Dang - I try to use real numbers to establish a baseline example, and you
manage to use a single word to demolish my attempts! Really helpful
mathematical counter-example you produced - not.

No math is necessary for this. Look up "qualitative analysis".




The conservation of momentum says that there cannot be an equal amount
of air moving upward at an equal speed.

I don't know what your problem is - maybe you are thinking this is a
rocket problem where no external fluids are involved and you can't get
your mind around the fact that THIS ISN'T A BLOODY ROCKET PROBLEM.
Whatever the case, you seem to be fixated on applying one conservation
law to one element in the entire system to the exclusion of everything
else.

The law I'm focussed on is the one that counts. It doesn't matter
whether the fluid is expelled from inside or whether it's an external
fluid diverted down by the surfaces of the craft.

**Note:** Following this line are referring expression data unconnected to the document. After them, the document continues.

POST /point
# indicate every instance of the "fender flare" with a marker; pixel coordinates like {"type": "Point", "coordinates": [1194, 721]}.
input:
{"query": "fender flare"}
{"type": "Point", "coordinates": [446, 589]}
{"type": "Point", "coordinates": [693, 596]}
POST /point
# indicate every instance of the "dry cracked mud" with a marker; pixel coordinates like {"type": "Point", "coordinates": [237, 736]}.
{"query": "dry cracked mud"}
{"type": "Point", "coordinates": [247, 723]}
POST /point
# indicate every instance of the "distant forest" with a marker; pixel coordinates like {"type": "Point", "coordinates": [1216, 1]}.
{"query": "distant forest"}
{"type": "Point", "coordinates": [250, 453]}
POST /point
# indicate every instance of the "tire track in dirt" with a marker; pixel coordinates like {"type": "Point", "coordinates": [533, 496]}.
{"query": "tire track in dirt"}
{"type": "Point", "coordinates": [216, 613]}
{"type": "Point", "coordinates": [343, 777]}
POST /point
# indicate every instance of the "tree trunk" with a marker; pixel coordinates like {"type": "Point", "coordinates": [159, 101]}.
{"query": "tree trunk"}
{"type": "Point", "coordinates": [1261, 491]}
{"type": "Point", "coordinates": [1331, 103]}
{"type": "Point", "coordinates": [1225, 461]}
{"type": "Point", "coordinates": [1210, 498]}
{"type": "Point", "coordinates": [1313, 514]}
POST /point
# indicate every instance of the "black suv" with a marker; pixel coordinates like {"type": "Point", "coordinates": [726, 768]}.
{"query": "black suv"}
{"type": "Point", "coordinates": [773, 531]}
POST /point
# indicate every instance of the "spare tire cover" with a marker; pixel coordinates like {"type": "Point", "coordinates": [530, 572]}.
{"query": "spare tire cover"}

In order for there to be a continuous force W equaling the weight of the
craft acting on it, the craft must exert a force -W on the fluid. That
-W means that there is a downward change of momentum in the fluid. Since
the fluid is no accelerated indefinitely, there must be a continuous
flow (mass per unit time M/t) of the fluid accelerated to a velocity V
where the equation looks like:

-W = M/t * V

The velocity of the fluid will be:

V = -W/(M/t)

That is inescapable. If the craft weighs 9800N (newtons), and it moves
100kg of air every second, then the air must be moving downward (net,
now!) at 98 m/s.

I'm sorry if you don't get this, but it is very simple and absolutely
irrefutable.

--
Alan Baker
Vancouver, British Columbia
http://gallery.me.com/alangbaker/100008/DSCF0162/web.jpg